On behalf of the Public Company Accounting Oversight Board, welcome to today’s roundtable.

The Board and staff of PCAOB have been actively monitoring the implementation of the internal control reporting requirements of the Sarbanes-Oxley Act, and this roundtable is an important aspect of our information gathering.

We expect the panelists will share their experiences with the internal control requirements – the nitty gritty that doesn’t always come across in the surveys that we have seen.

In that sense, this roundtable is much like the congressional testimony that Chairman Cox and I are familiar with from our days – our years, actually – in the House of Representatives.

Like the testimony that we heard from congressional witnesses, what we hear today will give us guidance for adjusting and improving the rules that govern the assessment of internal control by auditors and management.

After last year’s roundtable, the SEC and PCAOB both made mid-course corrections with respect to reporting on and the auditing of internal controls. Without prejudging anything we’ll hear today, based on the information we already have, it would seem that some further changes may be in order.

The SEC, of course, writes the rules and oversees the implementation of companies’ responsibilities for assessing and reporting on internal control. PCAOB writes the standards for and oversees the implementation of the auditors’ responsibilities with regard to internal control.

Section 404, along with the SEC’s implementing rules and the PCAOB auditing standard – Auditing Standard No. 2, or AS 2 – won’t, by themselves, drive all the necessary improvements in financial reporting. It is important to keep in mind that public companies, by their very nature, have special responsibilities to their owners-investors. Indeed, the Sarbanes-Oxley Act recognizes this by stating in its preamble that it is “an Act to protect investors by improving the accuracy and reliability of corporate disclosures….”

In furtherance of this goal, Congress was quite explicit when it mandated, in Section 404 of the Act, specific requirements for companies and their external auditors with respect to internal control over financial reporting. Yet, at the same time, Congress gave PCAOB and the SEC considerable flexibility for determining how to implement these requirements.

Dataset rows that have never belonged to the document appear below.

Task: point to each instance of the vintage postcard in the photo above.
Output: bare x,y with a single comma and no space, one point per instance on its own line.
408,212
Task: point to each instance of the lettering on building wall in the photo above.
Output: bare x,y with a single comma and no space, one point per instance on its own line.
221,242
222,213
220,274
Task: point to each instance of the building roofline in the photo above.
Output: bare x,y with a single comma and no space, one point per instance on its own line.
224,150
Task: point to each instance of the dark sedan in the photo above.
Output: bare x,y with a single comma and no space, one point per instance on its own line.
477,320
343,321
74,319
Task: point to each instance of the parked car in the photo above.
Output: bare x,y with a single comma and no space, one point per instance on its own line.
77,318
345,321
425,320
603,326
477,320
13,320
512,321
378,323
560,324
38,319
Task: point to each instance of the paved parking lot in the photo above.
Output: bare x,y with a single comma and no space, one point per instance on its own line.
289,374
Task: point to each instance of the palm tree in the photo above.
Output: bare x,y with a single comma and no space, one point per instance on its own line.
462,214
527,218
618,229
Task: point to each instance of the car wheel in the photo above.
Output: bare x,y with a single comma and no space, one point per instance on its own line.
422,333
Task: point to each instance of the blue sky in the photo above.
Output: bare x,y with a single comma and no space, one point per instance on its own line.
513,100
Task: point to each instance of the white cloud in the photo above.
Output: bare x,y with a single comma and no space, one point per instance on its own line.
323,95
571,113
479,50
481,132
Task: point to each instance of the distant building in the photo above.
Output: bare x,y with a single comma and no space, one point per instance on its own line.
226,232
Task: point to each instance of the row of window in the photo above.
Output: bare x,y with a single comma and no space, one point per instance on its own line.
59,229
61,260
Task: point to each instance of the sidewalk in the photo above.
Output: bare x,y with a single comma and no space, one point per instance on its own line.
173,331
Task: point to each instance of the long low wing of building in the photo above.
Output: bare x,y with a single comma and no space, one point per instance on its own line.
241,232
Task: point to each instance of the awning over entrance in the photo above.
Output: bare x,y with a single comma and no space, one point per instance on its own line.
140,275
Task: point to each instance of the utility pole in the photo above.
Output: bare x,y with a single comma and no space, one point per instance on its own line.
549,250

Indeed, both Senator Sarbanes and Chairman Oxley have stressed this flexibility repeatedly.

My Board colleagues and I have always had flexibility in mind when dealing with AS 2. From the time we voted to adopt it, we’ve emphasized that the application of significant auditor professional judgment is an essential part of the standard. My sense is that auditors as well as management of public companies should exercise even more judgment as they look to the third year of implementing the internal control requirements.

My fellow Board members and I at PCAOB are particularly concerned about small audit firms that have yet to perform internal control audits. We hope to encourage these firms to continue auditing public companies by helping them prepare to implement AS 2. I believe we will succeed if we can communicate to them that AS 2 is not only flexible, but scalable, and the standard can only be properly implemented by exercising good, sound, professional judgment. A key part of any actions we take must address implementation of AS 2 in the internal control audits of smaller public companies.

PCAOB is uniquely positioned to understand how well auditors are fulfilling their responsibilities through our inspections of registered public accounting firms.

We have heard some say that our inspections have driven auditors to do more work under AS 2 than is necessary. In this regard, last week the Board announced that our inspections will focus on audit efficiency – that is, whether audits meet the objectives of AS 2 with the least expenditure of effort and resources.

In addition, our inspections, which began last week, will combine our inspections of internal control audits with our inspections of financial statement audits, much as auditors are expected to integrate their audits of internal control with the audits of the financial statements.

Consistent with past guidance, our inspectors will also be looking for top-down approaches to audits, whether auditors properly assess and respond to risk, and whether auditors use the work of others to the greatest extent that is appropriate.

We believe that focusing our inspections in this manner will be a significant step toward preserving the parts of the auditor’s work that are truly necessary and essential while cutting out unnecessary costs. Because of the importance of our inspections, some of the questions for panelists will focus specifically on our inspections program. We look forward to hearing panelists’ reactions to our 2006 inspections approach.

As our monitoring of the reporting requirements continues, the Board welcomes ideas about how the implementation of Section 404 can be made scalable to companies of all sizes. I was a general partner of a New York Stock Exchange firm that built its business around the needs of smaller businesses and investors of modest means. I firmly believe there is significant public interest in providing investors in all public companies with the same level of assurance as to the accuracy and reliability of financial reporting which, of course, is what the Sarbanes-Oxley Act is all about.

Addressing the various implementation issues in a constructive manner will require action by PCAOB, the SEC, issuers, and auditors, which must, of course, be geared toward investor protection. Whatever actions are taken will certainly be informed by today’s roundtable.